Why keep on converting from string to list back and forth?

Question

I have a text file containing all the students' names and other information of my programing course like this:

Smith, John sj0012@uni.edu smjo0012@student.edu Student  
Lester, Moe mole0025@uni.edu    mole0025@student.edu    Student
Christ, Jesus jech0020@uni.edu    jech@student.edu  Student

...

Some of them contains tabs and other unnecessary spaces in between the text within each line. So that the first email address and the second are tabbed. Sometimes between both these and between 'Student'. But my intention is just making a new text file containing just the Name, Lastname in a nice column. I did manage to get my result but only by keep converting the text to list and back to string again. Is there a better way of doing this? Python 2.7

peps = open('ppl.txt', 'r')

for line in peps.readlines():
    line = line.strip()                   # Delete space
    line = line.split('\t')               # Split at tab indentation and make a list
    line = map(lambda s: s.strip(), line) # Remove tab indentation
    del line [1:]                         # Delete everything after Name.
    line = ','.join(line)                 # Make Lastname, Name a string at ','
    line = line.split(',')                # Make Lastname, Name a list at ','
    line[0], line[-1] = line[-1], line[0] # Exchange position of Lastname, Name
    line = ', '.join(line)                # Convert to string again and join at ','
    print line

if you split at tab, then you shouldn't have to remove tabs later, they should be already gone. — TehTris, Oct 14 '14 at 23:12
To do "no spaces in between the lines", just don't type blank lines in between them. Also, you should probably either quote them as code or as a quote. I've edited it for you, but please look and see if I've done it right. — abarnert, Oct 14 '14 at 23:23
I'm confused. Can you give us literally three lines from the file? How are we supposed to know where the `firstname` field ends and the `email` field begins? Is there a comma there? — Adam Smith, Oct 14 '14 at 23:29
@AdamSmith: In the original paste (and I hope I preserved it), there's a tab character after the end of the name, and likewise between all of the other columns, so this appears to be a TSV file. (I wish SO made it easier to distinguish tabs and spaces in code blocks…) — abarnert, Oct 14 '14 at 23:31
@abarnert ah ha! I think I missed that in the original paste and thought it was all comma-separated. That invalidates my answer so I deleted. Using the `csv` module is the perfect solution in this case so I defer to your answer :) — Adam Smith, Oct 15 '14 at 00:47
@AdamSmith: The original version _was_ comma-separated; the edited version is tab-separated (except that the first column itself has two values separated by a comma). So, you didn't miss anything. — abarnert, Oct 15 '14 at 00:53
One last note: the `readlines()` is useless here. In fact, it's nearly always useless. `peps` is already an iterable of lines; `peps.readlines()` is an iterable of the same lines, but it has to read the entire file, split it, and store it as a big list in memory before you can start looping over it. — abarnert, Oct 15 '14 at 01:23

abarnert · Accepted Answer · 2014-10-15T17:28:37.170

If you're trying to deal with a file where each line is a comma-separated list of values, that's exactly what the csv module is for.

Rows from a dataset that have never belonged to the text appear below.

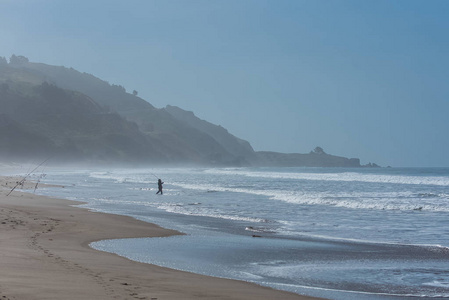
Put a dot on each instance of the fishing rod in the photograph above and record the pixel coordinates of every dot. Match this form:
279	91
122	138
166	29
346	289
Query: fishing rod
24	178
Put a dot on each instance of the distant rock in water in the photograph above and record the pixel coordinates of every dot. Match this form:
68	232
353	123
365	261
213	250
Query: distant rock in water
77	117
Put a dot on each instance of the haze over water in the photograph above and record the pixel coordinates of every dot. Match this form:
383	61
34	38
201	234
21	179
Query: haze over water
335	233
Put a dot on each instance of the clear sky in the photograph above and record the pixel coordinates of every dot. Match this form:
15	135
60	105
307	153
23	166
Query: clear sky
367	79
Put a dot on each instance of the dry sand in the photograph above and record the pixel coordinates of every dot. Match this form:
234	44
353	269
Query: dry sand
44	254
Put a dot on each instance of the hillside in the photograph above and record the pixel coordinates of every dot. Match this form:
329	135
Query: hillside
58	111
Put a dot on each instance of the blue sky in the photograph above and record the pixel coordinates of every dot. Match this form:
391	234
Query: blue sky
367	79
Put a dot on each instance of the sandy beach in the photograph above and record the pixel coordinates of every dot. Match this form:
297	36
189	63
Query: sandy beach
45	255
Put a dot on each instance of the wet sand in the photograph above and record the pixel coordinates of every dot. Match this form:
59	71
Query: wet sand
44	254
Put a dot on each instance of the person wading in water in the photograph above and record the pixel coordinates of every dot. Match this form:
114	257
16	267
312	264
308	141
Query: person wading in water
159	185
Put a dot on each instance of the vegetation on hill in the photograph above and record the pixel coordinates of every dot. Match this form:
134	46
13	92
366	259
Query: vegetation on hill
73	116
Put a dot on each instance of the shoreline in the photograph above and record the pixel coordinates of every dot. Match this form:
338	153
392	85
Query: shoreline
45	254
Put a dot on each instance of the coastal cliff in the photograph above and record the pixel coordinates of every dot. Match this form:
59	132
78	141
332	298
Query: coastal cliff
73	116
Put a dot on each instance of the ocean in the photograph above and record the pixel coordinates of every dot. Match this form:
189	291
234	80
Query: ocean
380	233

In your updated version, it looks like they're actually a tab-separated list of values… but that's just a dialect of CSV (known as TSV), which the module can also handle just fine:

peps = open('ppl.txt', 'r')
reader = csv.reader(peps, delimiter='\t')
for row in reader:
    # here, row is a list of column values

You can also use csv.writer to write the rows back out in CSV format. You can even use csv.writer(sys.stdout) if you want to write those rows to the terminal. You never have to deal with splitting and joining; that's all taken care of for you.

However, the first column is itself a lastname, first, which you also need to parse. For that, I'd use either str.split or str.partition (depending on exactly what behavior you want to get if, say, Cher is in your class). I'm also not sure whether you want to split on ', ', or split on , and then strip out spaces. Either way is easy. For example:

lastname, _, firstname = row[0].partition(',')
writer.writerow((firstname.strip(), lastname.strip()))

While we're at it, it's always better to use with statements with files, so let's do that too.

But my intention is just making a new text file containing just the Name, Lastname in a nice column.

import csv
with open('ppl.txt') as infile, open('names.txt', 'w') as outfile:
    reader = csv.reader(infile, delimiter='\t')
    writer = csv.writer(outfile)
    for row in reader:
        lastname, _, firstname = row[0].partition(',')
        writer.writerow((firstname.strip(), lastname.strip()))

I'm not entirely sure what your issue is with spaces. If there are spaces after the tabs in some cases and you want to ignore them, you should look at the skipinitialspaces option in the csv module. For example:

reader = csv.reader(infile, skipinitialspaces=True)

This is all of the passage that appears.